Why column major?

e3c6 · May 19, 2019, 10:49am

Why Julia arrays are stored in column-major order?

Column-major vs row-major are not entirely symmetric regarding code style, because when we access the i,j’th element of an array, we write A[i,j] with the row index first, which can break the symmetry.

For example, I find it surprising that in:

[(println(i, " ", j); (i,j)) for i=1:5, j=1:5]

i is traversed faster than j, even though it looks like j is an inner loop.
This is completely different from a true nested for loop:

for i=1:5, j=1:5 
  println(i, " ", j)
end

Here j is indeed varying faster. If Arrays were row-major, these two code snippets would vary j faster, which looks more consistent to me given that in both cases the iteration is specified by for i=1:5, j=1:5.

Another example is:

[(println(i, " ", j); (i,j)) for i=1:5 for j=1:5]

Here also j varies faster, which makes [... for i=1:5, j=1:5] different from for i=1:5 for j=1:5. The difference is not just that the later is linearized, but also the order in which elements are traversed. Again, there would be no difference in order if arrays were row major.

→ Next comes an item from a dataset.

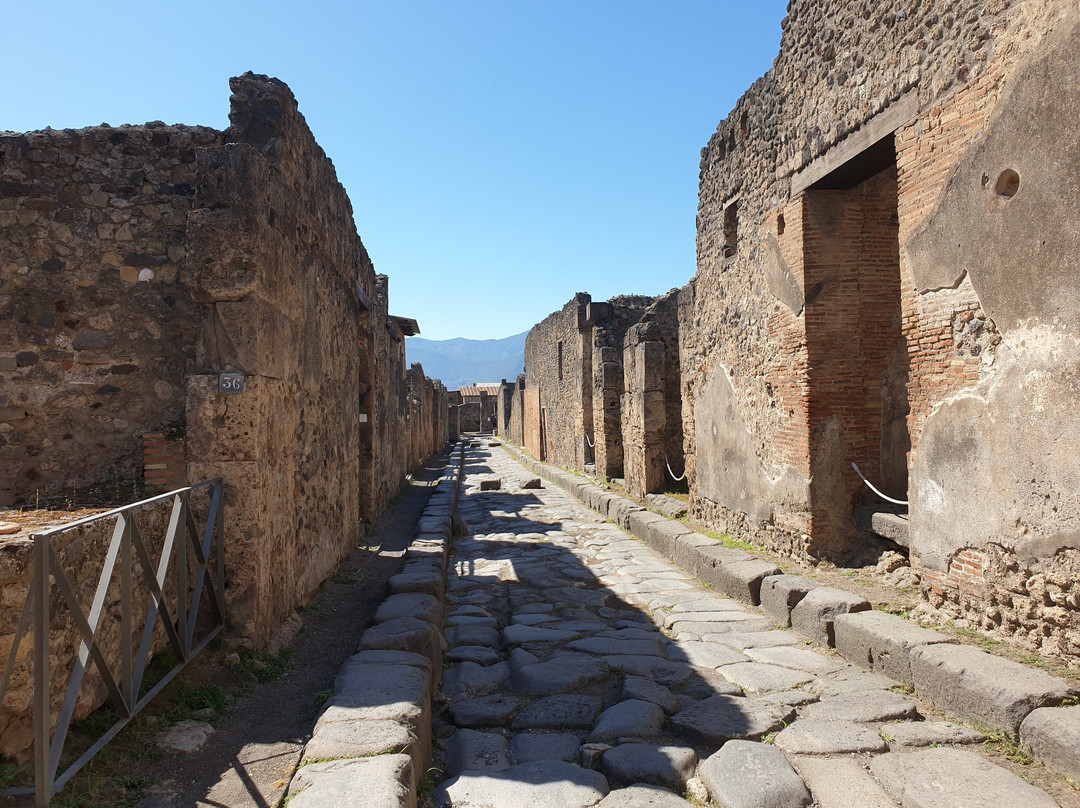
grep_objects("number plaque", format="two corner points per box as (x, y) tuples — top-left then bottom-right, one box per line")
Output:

I’m just wondering about the reasoning behind the column-major choice, and if there is a more “natural” way to think about this that I am missing.

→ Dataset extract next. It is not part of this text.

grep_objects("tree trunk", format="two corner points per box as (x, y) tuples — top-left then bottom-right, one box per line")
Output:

Probably this has been discussed before on Github, though I can’t find it now.

baggepinnen · May 19, 2019, 11:52am

Row major is a really strange choice if you think about what happens when you add dimensions… How would you iterate A[i,j,k,...]? In row major languages, the fastest way is typically to iterate A (from inner loop to outer) j, i, k,... which is just horrible. In julia, you always iterate the dimensions in order A[i,j,k,...].

The order in the loop comprehension might be a bit confusing though but it still makes sense. The first one produces a vector and has the last loop as the tightest. The second one produces a matrix and has the first dimension as the tightest.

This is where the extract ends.